By this summer, 51 classes will be offered. Larry LaFond, associate dean of the College of Arts and Sciences, said the college has been “at the forefront” of recent increases in online courses, “particularly during the summer.”

LaFond said he thinks there are a lot of reasons for the increase, one of which is faculty becoming more comfortable with an online teaching environment.

“We have been putting an intentional emphasis on these kinds of courses from a college standpoint so that we can help people progress toward graduation in a timely fashion and try to reduce the number of impediments that might be there for them being able to take courses during the summer,” LaFond said.

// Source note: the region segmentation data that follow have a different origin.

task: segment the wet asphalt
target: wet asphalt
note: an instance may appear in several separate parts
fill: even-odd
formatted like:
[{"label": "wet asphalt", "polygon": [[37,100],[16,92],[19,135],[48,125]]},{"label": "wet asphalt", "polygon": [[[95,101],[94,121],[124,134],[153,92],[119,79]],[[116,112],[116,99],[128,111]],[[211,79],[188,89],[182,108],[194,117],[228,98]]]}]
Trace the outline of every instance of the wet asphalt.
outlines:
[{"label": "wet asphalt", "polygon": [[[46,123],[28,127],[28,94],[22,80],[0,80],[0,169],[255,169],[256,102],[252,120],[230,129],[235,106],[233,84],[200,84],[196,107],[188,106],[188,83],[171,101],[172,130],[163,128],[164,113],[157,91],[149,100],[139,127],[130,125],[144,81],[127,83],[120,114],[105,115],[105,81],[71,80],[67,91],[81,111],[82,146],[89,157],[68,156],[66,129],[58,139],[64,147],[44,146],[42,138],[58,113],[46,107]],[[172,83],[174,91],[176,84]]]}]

Available courses range from freshman seminars to graduate level courses in departments ranging from art and chemistry to English, foreign language and geography.

English language and literature professor Seran Aktuna has taught online classes since 2007. Online teaching, according to Aktuna, is “quite difficult if you really want to have an effective teacher online without that face-to-face interaction.”

“You do have to plan everything more so than you would in the face-to-face situation,” Aktuna said.

Chemistry professor Robert Dixon, who has taught online courses for almost a decade, said the chemistry department offers “virtually” every 100 and 200 level chemistry class online. He also said the increase in online courses has been great.

“My feeling is that I’m teaching at the same quality, the same level, that I teach during the fall semester,” Dixon said, “So in terms of the class not being as rigorous, I don’t think that’s the case at all.”

Foreign language professor Tom Lavallee will teach his first online course, Introduction to Chinese Culture, this summer. He has taught the class in a traditional setting for 10 years, and said it is “practically an online class already.”

Lavallee said he thinks it is good to approach online courses cautiously and to continue studying research that “looks at the effectiveness of these types of learning environments.”

“I think [online teaching] needs to be evaluated on a regular basis for teachers to really figure out whether or not that the level of education, the quality of education, can be retained once you go into online environment,” Lavallee said.

Sharon McGee, chair of the English Language and Literature department, who began online teaching last spring, said the increase in online courses means SIUE is “aware of changing trends and demographics in higher education.”

A benefit of increasing online courses is that it helps with space issues due to the university’s increasing enrollment, LaFond said.

The online focus has been in the summer, according to LaFond, because students are on campus during the fall and spring semesters.
“We’re not really trying to serve the person in an online environment, the person who doesn’t want to get up out of Evergreen [Hall] and just wants to sit in their room and do the course,” LaFond said. “We don’t see that as really all that advantageous. If the students are sitting in the residents halls, we prefer to bring them together and have the course face to face.”

LaFond said the college is looking into expanding more online courses to the regular academic year as well, but “SIUE is not going to become the University of Phoenix.”

“I think most instructors still believe there’s nothing that quite compares to the face-to-face experience in the classroom and would prefer to teach in that mode for most of the courses,” LaFond said. “Nevertheless, we see that the online course offerings meet a specific need, and we want to be responsive to meeting that need.”

Some online are completely online, and others, according to LaFond, are “hybrid,” where students may need to be on campus “for one or more sessions.”

The College of Arts and Sciences has focused on supporting online education for the last decade.